Mice have a bad and undeserved reputation as an animal that can’t see very well, a characterization upheld most notably (and somewhat tragically) by the song Three Blind Mice. And also by the fact that mice really can’t see very well (they resolve less detail in a visual scene than humans).

But, they see well enough to quickly detect visual stimuli throughout their visual fields.  Bilal Haider says this makes mice an excellent model system, “for studying how neural circuits mediate rapid visual behaviors – mice are a very good model for studying what can happen in humans making fast decisions about visual information.”

Haider, assistant professor in the Wallace H. Coulter Department of Biomedical Engineering at Georgia Tech and Emory University, and his colleagues prove the value of mice while demonstrating how the brain visually detects and perceives visual stimuli in their latest research, entitled “Cortical State Fluctuations across Layers of V1 during Visual Spatial Perception,” published recently in the journal Cell Reports.
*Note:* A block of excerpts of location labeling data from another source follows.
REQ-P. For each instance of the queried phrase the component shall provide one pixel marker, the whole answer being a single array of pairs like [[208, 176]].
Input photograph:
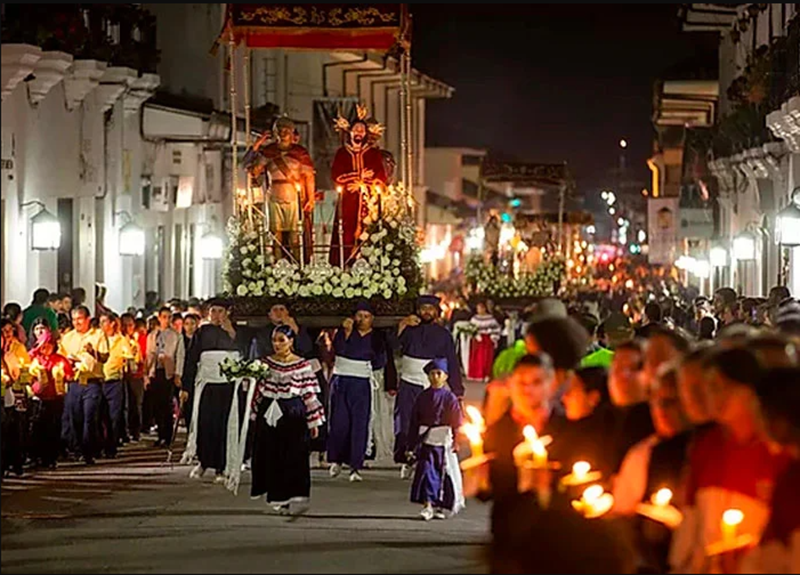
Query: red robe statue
[[353, 169]]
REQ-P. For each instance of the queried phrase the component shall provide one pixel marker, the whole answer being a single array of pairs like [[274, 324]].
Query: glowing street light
[[718, 256]]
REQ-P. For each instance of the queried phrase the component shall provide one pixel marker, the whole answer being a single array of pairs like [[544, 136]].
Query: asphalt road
[[138, 514]]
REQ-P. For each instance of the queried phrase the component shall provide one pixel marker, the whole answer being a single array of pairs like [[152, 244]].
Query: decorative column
[[84, 77], [18, 62], [50, 70]]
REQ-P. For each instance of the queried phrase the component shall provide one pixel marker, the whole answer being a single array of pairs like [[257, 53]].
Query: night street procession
[[400, 288]]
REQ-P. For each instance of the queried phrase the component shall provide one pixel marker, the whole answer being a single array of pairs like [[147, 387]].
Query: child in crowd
[[434, 424]]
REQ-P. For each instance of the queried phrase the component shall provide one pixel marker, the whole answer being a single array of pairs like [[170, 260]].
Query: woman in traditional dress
[[482, 347], [286, 414]]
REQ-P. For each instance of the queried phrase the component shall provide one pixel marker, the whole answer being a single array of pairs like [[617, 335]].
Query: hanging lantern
[[45, 231], [131, 240], [788, 223], [744, 247]]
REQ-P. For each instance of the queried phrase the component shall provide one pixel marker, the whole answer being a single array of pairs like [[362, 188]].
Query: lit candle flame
[[580, 470], [662, 497]]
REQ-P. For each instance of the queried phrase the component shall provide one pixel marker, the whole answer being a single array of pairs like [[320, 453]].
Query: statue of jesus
[[358, 167]]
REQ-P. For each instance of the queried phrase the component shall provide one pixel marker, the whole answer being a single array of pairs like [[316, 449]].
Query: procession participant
[[50, 387], [730, 465], [213, 393], [119, 353], [629, 396], [360, 352], [778, 550], [165, 355], [15, 361], [191, 323], [656, 462], [285, 413], [80, 346], [287, 170], [134, 330], [434, 424], [421, 339], [357, 167], [482, 346], [580, 434]]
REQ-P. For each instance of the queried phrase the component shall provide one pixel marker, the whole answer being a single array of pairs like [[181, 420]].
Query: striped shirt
[[290, 380]]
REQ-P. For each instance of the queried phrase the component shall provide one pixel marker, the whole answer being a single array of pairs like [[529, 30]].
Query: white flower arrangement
[[387, 266], [486, 280]]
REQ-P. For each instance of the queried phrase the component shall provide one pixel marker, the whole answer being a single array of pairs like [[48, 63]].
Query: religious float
[[370, 250]]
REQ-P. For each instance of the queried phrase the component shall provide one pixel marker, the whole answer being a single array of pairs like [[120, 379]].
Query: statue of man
[[290, 185], [357, 167]]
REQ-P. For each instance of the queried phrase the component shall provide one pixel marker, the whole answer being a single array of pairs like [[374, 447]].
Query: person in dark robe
[[213, 393], [629, 396], [434, 424], [357, 168], [359, 353], [421, 340]]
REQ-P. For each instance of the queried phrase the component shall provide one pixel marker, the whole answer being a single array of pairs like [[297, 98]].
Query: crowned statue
[[285, 171], [359, 169]]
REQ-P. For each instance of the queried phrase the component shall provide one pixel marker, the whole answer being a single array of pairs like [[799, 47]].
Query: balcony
[[122, 35]]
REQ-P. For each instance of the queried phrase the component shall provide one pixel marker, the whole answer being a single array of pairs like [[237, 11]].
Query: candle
[[731, 519], [473, 430], [580, 470], [536, 445], [662, 497]]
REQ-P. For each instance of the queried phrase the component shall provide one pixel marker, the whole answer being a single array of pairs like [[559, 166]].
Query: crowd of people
[[658, 390]]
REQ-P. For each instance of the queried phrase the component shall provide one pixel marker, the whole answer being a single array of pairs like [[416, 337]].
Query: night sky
[[550, 83]]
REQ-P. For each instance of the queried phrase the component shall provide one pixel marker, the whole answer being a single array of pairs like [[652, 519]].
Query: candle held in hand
[[536, 445], [662, 497], [731, 520], [580, 470]]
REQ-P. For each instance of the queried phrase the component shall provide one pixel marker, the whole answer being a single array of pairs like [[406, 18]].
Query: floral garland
[[240, 368], [387, 266], [485, 279]]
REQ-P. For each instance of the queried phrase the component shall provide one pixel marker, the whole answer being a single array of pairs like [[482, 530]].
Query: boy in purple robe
[[421, 340], [435, 420]]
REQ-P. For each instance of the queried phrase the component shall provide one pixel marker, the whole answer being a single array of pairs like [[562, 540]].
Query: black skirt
[[212, 425], [280, 466]]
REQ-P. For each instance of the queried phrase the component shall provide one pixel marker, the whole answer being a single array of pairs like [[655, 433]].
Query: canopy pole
[[409, 127], [234, 135], [246, 79]]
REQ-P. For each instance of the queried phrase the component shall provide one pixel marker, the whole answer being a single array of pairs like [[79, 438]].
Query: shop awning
[[317, 26]]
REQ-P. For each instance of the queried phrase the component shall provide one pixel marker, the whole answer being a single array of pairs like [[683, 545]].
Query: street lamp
[[131, 238], [45, 229], [211, 246], [718, 256], [788, 223], [744, 246]]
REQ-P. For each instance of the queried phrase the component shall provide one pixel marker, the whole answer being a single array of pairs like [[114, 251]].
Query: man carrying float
[[361, 355], [421, 340], [286, 169], [210, 431]]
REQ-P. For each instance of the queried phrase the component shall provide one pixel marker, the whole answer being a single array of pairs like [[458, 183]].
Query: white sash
[[207, 373], [352, 367], [442, 436], [412, 371]]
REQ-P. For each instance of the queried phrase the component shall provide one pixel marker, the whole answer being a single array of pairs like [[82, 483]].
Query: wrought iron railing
[[120, 34]]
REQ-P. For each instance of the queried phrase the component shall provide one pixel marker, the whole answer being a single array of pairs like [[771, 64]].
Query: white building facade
[[102, 145]]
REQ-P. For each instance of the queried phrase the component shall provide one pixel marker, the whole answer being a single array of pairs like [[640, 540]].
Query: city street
[[136, 514]]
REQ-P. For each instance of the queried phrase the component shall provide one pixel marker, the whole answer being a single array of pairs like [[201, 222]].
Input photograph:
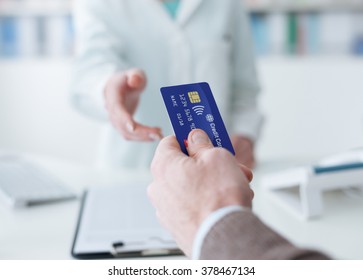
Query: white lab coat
[[209, 41]]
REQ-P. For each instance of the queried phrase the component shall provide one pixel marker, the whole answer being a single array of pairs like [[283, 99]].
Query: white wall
[[35, 115], [313, 107]]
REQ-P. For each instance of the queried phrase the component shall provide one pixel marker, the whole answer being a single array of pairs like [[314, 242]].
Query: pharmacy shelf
[[12, 8], [306, 8]]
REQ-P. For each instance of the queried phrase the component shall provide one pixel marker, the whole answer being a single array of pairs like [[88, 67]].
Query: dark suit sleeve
[[241, 236]]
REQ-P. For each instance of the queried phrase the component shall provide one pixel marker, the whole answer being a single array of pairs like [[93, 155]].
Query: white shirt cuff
[[207, 225]]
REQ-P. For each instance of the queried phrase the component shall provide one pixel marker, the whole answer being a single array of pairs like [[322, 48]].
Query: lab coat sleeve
[[99, 55], [246, 119]]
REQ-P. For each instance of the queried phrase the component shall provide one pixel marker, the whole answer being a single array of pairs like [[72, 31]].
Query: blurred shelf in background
[[33, 28], [35, 7], [294, 6]]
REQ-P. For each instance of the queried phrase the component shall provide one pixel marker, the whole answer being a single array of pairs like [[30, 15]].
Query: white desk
[[46, 232]]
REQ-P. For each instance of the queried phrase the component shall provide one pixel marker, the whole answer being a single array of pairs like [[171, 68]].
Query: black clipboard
[[156, 246]]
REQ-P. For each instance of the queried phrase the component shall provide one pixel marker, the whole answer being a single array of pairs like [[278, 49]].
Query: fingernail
[[154, 137], [199, 137], [130, 127]]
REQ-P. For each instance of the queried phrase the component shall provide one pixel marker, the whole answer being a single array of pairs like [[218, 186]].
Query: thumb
[[198, 141], [136, 79]]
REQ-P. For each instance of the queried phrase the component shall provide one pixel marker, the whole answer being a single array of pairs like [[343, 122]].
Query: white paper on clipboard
[[122, 216]]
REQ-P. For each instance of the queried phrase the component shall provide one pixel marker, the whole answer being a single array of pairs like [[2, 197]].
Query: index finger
[[167, 152]]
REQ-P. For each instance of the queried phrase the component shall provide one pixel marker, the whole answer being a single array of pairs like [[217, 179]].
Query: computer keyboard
[[23, 183]]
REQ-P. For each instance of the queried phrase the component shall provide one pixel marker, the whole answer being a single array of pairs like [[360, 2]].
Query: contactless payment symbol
[[194, 97], [199, 110], [209, 118]]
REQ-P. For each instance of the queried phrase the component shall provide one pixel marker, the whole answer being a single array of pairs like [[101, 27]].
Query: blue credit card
[[193, 106]]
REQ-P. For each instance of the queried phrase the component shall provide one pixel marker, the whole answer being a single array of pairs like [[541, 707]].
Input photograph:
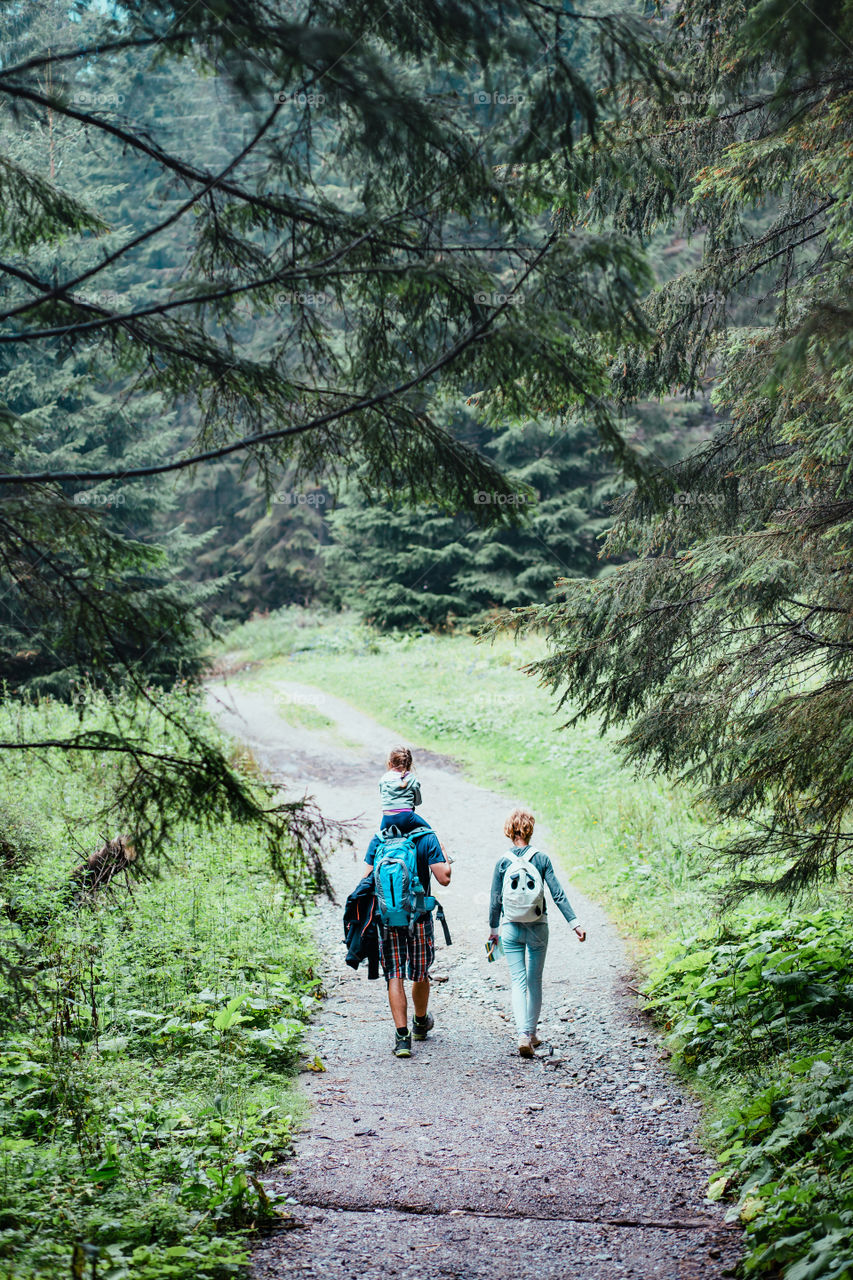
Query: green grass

“This paper shows that mice can detect a small, faint object appearing very briefly and unpredictably in the visual field, and they can respond to this stimuli in less than half a second, and make a precise motor response,” explains Haider, corresponding author of the paper, whose co-researchers on the project were lead authors Anderson Speed and co-author Joseph Del Rosario, grad students in his lab, and Christopher P. Burgess, a researcher at Google DeepMind in the UK.

“Actually, mice have a very fast visual system to produce actions, not that much slower than ours,” Haider adds.

In the paper, the authors explain that behavioral factors like sleep, wakefulness, and movement have strong effects on the state of cortical activity. And while Haider and others have previous established that cortical states have profound effects on sensory responses, there remain unresolved questions about cortical states and their effects on the speed and accuracy of sensory perception.

So, to address the questions they trained mice to detect visual stimuli appearing in discrete portions of the visual field. And they simultaneously measured local field potentials (an electrophysiological signal generated by the electric current flowing from large populations of neurons) and excitatory and inhibitory neuron populations across layers of the primary visual cortex that receives visual information.

Through their experiments, Haider’s team showed that changes in cortical activity states exert strong, widespread effects in a mouse’s primary visual cortex, and can play a prominent role for visual spatial behavior.  Haider’s team could use this neural activity to “mind read” and accurately predict perceptual outcomes.

Basically, the team figured out, Haider says, “that the properties of the visual system in mice, especially the way they use vision for behavior, and the neural activity that we see in their visual system, is remarkably similar to what’s seen in primates and humans.  This will allow us to use the mouse as a platform for studying neural circuits underlying visual dysfunctions in models of neurological diseases.”